MorningWord 8/20/14: $AAPL No-Brainer No More

by Dan August 20, 2014 9:27 am • Commentary

When it’s all said and done, no matter what happens from here, Carl Icahn will reign as the king of this bull run of the last few years.  Make no mistake, the guy has had the Midas Touch.  Consider the following trades:  his buy of Netflix (NFLX) in late 2012, registering gains of more than 300% in a little more than year; calling a bottom in Apple last summer, which might have been a tad out of his wheelhouse; and his recent interest in Family Dollar (FDO), which is up more than 40% in the past 3 months.

Some may wonder after such amazing short term success if his targets and their subsequent rises are not merely sell-fulfilling prophecies.  Just the rumor of his involvement can send a stock up 5 to 10% in a heartbeat (Whole Foods from a couple weeks ago: here).  While the FDO stake demonstrates his continued interest in single stock stories as recently as early July, Mr. Icahn was quoted with a guarded stance towards the opportunity set before him, from Reuters July 10th:

“In my mind, it is time to be cautious about the U.S. stock markets,”

“While we are having a great year, I am being very selective about the companies I purchase.”

Duly noted.  Which makes yesterday’s commentary from Icahn on Twitter regarding his sizable Apple stake all the more interesting:

@Carl_C_Icahn Twitter Feed from 8/19/14
@Carl_C_Icahn Twitter Feed from 8/19/14

Call it what you like, I’d call it a victory lap. I guess from a pure sentiment standpoint this is not exactly the sort of thing that would make me feel better about my Apple holding as it gets back to the previous all time highs. I don’t mean to take anything away from his call, or his transparency on the position, it just smacks a bit of complacent cheerleading, that’s all.

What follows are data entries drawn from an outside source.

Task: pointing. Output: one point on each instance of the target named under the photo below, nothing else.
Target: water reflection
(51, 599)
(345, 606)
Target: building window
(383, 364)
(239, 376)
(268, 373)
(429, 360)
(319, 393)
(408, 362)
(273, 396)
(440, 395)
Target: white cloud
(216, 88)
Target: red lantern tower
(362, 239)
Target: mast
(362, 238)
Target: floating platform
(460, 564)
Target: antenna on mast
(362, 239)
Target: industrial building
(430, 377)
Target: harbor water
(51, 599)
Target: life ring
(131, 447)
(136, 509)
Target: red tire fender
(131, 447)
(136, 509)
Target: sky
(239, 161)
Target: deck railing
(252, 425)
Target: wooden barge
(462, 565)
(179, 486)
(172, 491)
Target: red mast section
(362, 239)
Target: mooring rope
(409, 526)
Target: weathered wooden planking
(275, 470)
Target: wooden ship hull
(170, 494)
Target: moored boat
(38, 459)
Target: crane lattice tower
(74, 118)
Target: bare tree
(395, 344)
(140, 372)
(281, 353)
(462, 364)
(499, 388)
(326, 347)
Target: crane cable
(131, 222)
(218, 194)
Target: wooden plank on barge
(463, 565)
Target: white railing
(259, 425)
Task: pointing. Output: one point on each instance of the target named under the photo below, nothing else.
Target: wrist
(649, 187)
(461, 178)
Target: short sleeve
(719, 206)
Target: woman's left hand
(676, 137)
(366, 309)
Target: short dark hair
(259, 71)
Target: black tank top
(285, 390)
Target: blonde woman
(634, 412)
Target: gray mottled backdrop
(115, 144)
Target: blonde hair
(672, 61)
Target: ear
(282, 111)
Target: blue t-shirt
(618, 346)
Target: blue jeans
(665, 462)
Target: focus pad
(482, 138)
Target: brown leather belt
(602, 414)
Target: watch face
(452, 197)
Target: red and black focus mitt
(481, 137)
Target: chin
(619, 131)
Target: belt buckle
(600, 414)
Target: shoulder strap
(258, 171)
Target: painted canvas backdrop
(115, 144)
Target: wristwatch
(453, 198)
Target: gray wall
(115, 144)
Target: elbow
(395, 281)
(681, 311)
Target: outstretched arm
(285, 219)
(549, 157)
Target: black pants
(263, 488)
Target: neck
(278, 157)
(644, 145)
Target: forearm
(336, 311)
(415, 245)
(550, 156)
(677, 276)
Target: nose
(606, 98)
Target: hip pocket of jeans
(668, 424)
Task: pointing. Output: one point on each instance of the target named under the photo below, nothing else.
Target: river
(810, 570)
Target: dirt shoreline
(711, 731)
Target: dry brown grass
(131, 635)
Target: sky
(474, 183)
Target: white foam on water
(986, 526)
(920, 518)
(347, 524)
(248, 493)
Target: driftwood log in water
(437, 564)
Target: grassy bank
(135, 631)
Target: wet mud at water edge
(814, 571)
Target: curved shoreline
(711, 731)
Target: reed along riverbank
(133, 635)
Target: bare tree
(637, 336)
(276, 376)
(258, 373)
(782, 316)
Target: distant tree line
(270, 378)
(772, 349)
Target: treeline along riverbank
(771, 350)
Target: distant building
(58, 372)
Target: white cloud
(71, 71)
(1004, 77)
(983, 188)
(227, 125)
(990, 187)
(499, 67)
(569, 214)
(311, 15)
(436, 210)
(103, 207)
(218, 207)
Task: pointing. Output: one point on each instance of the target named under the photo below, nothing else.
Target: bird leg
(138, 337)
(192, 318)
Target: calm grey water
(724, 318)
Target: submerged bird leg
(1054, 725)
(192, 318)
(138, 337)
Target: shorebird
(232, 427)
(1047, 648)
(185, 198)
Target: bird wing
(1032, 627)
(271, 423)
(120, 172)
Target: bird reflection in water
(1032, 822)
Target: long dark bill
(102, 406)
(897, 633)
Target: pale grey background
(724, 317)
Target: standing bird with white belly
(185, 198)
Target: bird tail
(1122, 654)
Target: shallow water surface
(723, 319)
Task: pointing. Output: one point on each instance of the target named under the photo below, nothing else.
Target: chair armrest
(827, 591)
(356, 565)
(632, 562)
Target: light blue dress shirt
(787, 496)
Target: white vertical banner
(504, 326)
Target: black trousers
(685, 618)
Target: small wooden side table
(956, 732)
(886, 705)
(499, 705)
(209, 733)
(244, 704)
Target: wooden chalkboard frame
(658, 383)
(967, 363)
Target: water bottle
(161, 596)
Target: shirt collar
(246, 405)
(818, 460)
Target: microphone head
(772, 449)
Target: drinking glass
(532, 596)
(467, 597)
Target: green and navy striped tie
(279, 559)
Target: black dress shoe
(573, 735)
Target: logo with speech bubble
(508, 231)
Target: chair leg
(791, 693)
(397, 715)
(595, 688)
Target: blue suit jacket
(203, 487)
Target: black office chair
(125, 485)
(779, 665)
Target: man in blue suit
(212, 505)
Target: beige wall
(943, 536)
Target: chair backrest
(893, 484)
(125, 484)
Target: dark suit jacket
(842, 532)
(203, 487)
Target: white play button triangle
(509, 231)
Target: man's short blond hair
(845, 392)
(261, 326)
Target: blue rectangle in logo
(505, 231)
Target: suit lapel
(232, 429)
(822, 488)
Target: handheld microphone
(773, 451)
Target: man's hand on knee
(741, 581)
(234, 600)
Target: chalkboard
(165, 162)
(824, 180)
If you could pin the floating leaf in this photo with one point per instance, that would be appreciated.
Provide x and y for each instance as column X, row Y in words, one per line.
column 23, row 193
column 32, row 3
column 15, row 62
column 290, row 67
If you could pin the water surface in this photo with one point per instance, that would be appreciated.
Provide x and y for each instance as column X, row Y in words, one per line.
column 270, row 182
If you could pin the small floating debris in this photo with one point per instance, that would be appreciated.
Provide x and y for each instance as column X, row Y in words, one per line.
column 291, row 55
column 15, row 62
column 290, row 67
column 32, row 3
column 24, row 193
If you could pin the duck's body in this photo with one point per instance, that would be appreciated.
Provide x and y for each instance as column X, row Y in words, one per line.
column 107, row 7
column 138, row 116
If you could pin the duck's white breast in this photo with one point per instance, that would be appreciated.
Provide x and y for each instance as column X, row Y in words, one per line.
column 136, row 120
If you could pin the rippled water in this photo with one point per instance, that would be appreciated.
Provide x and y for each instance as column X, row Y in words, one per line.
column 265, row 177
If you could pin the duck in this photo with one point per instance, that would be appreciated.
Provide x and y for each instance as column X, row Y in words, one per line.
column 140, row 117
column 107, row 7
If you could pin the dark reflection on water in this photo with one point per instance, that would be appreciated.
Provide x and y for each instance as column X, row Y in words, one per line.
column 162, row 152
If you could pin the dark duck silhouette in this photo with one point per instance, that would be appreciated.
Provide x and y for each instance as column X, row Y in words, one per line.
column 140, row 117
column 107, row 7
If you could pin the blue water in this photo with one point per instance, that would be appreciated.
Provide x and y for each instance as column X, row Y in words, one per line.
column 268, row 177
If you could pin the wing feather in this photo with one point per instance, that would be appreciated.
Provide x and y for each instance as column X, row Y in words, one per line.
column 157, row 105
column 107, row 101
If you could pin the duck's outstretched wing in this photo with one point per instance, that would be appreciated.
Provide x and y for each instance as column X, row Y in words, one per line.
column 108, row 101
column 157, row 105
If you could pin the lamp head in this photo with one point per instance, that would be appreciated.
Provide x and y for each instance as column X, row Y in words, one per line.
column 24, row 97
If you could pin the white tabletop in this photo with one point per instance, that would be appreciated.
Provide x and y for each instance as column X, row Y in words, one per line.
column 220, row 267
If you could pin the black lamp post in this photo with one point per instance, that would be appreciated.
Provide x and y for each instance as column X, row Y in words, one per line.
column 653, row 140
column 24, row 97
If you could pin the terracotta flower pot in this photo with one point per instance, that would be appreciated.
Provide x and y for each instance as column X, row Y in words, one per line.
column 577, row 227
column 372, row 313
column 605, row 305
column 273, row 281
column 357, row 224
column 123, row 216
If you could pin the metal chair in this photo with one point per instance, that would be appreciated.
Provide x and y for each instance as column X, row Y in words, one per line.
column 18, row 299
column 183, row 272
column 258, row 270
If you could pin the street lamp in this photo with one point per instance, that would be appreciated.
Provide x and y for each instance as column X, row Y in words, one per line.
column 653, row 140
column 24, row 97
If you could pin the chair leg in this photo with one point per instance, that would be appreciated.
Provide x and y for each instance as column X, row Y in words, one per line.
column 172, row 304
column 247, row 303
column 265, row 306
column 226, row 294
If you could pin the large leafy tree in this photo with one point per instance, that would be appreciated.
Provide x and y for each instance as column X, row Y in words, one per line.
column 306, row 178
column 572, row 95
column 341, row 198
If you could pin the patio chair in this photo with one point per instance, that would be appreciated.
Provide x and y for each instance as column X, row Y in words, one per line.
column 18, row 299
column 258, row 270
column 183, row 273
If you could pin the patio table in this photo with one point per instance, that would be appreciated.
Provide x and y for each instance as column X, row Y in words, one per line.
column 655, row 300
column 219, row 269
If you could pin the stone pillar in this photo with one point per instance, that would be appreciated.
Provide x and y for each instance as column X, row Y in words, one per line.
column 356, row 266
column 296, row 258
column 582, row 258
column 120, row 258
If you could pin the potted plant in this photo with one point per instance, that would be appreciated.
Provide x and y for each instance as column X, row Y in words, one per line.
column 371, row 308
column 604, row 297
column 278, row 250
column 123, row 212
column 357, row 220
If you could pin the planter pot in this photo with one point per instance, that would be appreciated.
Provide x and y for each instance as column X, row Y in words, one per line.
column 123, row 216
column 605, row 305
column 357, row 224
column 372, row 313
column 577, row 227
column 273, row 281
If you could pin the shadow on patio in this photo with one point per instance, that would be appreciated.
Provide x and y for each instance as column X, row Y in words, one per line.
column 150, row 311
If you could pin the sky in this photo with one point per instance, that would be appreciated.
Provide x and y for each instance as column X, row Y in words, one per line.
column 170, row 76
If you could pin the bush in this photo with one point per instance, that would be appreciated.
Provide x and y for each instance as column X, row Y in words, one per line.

Obviously, the financial media is in a tizzy about Apple trading at par and back at the prior highs, but to me it seems that the sentiment towards the stock is getting fairly similar to August/September 2012 just prior to the company’s launch of the iPhone 5, the last time the stock approached these levels.  Most Apple watchers were in agreement that $100 was in the cards prior to the new phone launch, especially once it got above and held $90.  Remember the followers of Larry Livingston, the protagonist of the infamous trading bible, Reminiscences of a Stock Operator, by Edwin Lefèvre – stock’s that get to $90 get to par, and then up $10, $20 maybe $30.  It’s entirely possible we see that in AAPL, but I am not sure that observation holds for the largest market cap company the world has ever seen.

I suspect AAPL’s price action at these levels will be the stuff that writes trading books for years to come. Is it setting up to be the mother of all double tops with a similar set up into the iPhone 6 launch as to the iPhone 5? Or will AAPL once again pull a rabbit out of the hat and demonstrate the story of innovation that drove the stock’s resurgence over the last decade?  Your guess is as good as mine, but it is important for us non-billionaires to remember, there are NO “no-brainers” in investing.

AAPL 5yr chart from Bloomberg
AAPL 5yr chart from Bloomberg

On the run up to the highs in 2012, many bulls dismissed those who suggested that despite a stock valuation well below a market multiple, the company would not be immune to the law of large numbers.  The stock’s 45% peak to trough decline from Sept 2012 to June 2013 was a clear affirmation of the growth speed bump that was inevitable for a company that had gone from $76 billion in sales in 2010 to $164 billion in 2012.  I think it is also important to note that for those who think that AAPL remains a “no-brainer” from current levels, the company is expected to report earnings for the fiscal 2014 equivalent to that of 2012, despite buying back more than $50 billion of stock since the end of fiscal 2012.  I would also note that gross margins in fiscal 2012 were at their peak at 43.87% vs the expected 38.53% (per Bloomberg consensus) for fiscal 2014, a six year low.

I don’t mean to rain on the Apple parade, but the stock faces the same headwinds that it did back in September 2012. Despite (or at least accounting for) the enthusiasm for fabulous new products, both then and now.  Can Apple again be a double digit eps grower again?  No doubt. All they have to do is continue to listen to Mr. Icahn and lever up and buy back stock with the $130 billion in net cash on their balance sheet.  The stock is amazingly cheap when you ex-out that cash, as it was back in September 2012.

Trust me, I am not calling a top on Apple.  If the company does live up to their increasing unit expectations for iPhone 6, if they re-invent digital music with Beats, if they introduce a suite of services including payments, if they figure out how to grow iPad units in the enterprise, if they finally deliver on more than a hobby in the living room/connected home, if they dominate wearables and create a new category and continue to make inroads into China, then yes, Apple will be the first Trillion dollar market cap company.

But recent history tells us that having multiple consumer hits at the same time will be a tall task.  The likelihood of the stock rising 30- 50% from here, without a meaningful pullback or a long basing period, is not great.